After performing well in his second start for the independent Sugar Land Skeeters minor league squad, former Houston Astro and current 50-year old Roger Clemens could be on the verge of a return to the Major Leagues, and the owner of the team most likely to sign him isn’t ruling it out.
The Associated Press reports that Astros owner Jim Crane has indicated a willingness to sign Clemens and put him to work right away. Crane has said he wouldn’t use Clemens against a contender, so the last chance for the Rocket to pitch for Houston is during this week’s homestand against the Chicago Cubs or Philadelphia Phillies.
“We’re just going to sit tight,” Crane told the AP. “We’ll wait and see if he calls us, but we might call him, who knows?”
ESPN reported that Clemens has done fairly well in his two starts with the Skeeters of the independent Atlantic League. Clemens pitched 3 1/3 scoreless innings in his first start, and he pitched a shutout through 4 2/3 innings in his second start with his son, Koby Clemens, acting as catcher for the Skeeters. Roger Clemens’s fastball, once clocked in the high 90s, came in at only 88 miles per hour. He struck out one batter and showed some fielding ability as well, picking up a slow grounder and throwing a runner out first.
Roger Clemens will appear on a Hall of Fame ballot this year, starting the clock for Hall of Fame eligibility. If he makes an appearance in the Major Leagues, Hall of Fame voters will get five more years to forget about Clemens’ possible connections with performance-enhancing drugs.

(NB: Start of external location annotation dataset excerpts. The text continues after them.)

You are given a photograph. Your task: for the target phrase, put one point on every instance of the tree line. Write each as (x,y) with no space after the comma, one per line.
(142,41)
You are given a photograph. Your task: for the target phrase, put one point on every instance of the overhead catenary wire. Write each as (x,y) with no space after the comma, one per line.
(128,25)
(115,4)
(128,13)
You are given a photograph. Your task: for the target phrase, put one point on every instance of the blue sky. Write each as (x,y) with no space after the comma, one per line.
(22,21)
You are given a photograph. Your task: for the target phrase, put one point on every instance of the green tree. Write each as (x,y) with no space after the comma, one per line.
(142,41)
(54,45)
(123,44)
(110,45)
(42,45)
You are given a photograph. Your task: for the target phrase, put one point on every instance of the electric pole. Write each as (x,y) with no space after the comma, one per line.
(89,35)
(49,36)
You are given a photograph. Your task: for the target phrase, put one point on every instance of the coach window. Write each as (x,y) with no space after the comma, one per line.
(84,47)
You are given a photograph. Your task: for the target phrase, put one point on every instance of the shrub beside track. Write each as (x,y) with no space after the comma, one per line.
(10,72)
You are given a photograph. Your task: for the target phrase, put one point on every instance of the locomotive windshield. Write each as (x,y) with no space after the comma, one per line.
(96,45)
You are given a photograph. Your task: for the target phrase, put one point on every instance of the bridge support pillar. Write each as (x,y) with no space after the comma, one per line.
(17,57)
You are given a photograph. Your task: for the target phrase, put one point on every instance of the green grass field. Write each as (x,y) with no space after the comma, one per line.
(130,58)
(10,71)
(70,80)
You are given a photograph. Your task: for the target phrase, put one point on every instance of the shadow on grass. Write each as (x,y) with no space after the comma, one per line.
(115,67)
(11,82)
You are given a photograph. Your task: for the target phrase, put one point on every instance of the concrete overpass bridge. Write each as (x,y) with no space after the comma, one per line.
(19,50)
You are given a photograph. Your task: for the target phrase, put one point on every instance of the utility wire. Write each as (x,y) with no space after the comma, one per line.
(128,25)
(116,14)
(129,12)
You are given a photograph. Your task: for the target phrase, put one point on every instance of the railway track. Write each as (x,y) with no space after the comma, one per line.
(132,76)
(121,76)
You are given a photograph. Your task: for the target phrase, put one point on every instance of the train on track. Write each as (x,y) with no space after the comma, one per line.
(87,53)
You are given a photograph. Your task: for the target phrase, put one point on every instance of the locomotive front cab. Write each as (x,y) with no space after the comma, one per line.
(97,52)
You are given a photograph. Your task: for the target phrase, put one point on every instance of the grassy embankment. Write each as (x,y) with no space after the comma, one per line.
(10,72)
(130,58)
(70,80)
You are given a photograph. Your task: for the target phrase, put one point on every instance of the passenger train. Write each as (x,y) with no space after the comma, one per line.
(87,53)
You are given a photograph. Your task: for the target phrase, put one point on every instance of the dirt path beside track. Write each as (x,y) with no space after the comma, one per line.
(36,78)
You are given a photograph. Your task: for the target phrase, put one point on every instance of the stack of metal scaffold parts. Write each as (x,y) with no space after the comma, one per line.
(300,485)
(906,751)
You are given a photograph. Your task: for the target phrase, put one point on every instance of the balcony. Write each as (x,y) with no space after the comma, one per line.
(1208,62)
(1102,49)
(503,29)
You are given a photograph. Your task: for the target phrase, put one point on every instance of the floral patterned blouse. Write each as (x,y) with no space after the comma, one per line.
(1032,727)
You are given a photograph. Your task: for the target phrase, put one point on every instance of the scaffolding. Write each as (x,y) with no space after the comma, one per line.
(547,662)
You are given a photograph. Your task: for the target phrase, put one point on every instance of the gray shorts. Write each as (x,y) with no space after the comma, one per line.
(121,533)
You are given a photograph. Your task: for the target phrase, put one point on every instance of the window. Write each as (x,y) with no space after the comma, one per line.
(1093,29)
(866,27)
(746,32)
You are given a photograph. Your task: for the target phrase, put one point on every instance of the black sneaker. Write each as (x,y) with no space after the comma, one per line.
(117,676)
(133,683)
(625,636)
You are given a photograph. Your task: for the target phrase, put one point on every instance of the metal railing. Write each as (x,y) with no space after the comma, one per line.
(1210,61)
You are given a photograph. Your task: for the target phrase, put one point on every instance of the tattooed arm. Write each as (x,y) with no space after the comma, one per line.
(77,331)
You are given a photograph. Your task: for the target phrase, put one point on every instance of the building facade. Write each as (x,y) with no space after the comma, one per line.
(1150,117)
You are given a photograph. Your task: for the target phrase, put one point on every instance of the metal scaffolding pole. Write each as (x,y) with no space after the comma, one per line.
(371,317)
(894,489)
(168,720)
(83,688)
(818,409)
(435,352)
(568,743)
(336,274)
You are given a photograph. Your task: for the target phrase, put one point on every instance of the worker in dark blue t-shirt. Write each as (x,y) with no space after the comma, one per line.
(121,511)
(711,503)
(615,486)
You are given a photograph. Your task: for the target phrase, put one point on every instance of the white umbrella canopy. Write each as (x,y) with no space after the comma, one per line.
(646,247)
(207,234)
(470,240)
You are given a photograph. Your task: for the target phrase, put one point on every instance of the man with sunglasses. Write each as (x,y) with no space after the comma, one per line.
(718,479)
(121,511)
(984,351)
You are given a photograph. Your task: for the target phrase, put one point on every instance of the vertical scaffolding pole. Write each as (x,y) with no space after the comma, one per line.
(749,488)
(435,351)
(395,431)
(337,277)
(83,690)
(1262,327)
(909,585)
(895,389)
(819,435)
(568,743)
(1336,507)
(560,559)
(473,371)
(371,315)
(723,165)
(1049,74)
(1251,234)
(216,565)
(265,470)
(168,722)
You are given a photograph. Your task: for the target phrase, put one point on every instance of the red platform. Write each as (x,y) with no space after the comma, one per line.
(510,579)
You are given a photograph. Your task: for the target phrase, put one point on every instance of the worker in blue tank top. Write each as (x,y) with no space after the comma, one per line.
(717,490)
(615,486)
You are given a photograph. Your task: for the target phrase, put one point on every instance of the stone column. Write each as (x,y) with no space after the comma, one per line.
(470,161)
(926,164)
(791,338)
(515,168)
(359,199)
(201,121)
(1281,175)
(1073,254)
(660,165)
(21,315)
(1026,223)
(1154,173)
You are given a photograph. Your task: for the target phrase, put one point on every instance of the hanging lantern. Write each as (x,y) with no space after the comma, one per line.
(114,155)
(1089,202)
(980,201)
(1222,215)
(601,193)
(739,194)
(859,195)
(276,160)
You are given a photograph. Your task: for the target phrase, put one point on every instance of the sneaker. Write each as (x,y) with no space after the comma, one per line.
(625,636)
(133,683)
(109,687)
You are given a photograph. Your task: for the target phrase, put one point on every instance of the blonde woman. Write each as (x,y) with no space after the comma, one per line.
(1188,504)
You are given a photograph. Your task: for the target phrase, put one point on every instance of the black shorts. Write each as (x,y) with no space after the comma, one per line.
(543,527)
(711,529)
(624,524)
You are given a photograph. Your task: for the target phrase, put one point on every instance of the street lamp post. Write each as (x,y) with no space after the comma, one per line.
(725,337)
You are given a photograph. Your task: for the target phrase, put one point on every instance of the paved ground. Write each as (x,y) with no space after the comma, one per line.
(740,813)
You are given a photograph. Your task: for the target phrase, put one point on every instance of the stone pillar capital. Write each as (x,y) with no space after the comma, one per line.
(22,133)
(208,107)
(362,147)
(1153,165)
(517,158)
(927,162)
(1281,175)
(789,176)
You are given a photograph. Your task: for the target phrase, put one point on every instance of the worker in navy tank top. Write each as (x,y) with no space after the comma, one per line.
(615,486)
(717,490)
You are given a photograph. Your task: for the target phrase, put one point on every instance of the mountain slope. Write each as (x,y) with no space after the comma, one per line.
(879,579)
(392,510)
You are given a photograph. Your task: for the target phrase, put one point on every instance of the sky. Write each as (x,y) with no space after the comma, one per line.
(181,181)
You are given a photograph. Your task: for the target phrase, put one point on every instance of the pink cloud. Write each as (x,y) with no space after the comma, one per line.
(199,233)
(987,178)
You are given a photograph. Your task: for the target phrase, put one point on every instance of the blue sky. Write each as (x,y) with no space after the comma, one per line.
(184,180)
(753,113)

For his part though, Roger Clemens said he’s not so sure he could be MLB ready this season. Still, Houston had a scout at both of his games with the Skeeters.
“At this point I don’t see that happening, because I just know my recovery time right now,” Roger Clemens told ESPN. “And I think I’ve pushed my body and shoulder to where it needs to be.”
But he did leave the door open to one day return to the Majors.
“I would have to get ready,” Clemens said. “It would be fun. There’s no reason why I couldn’t do it next year.”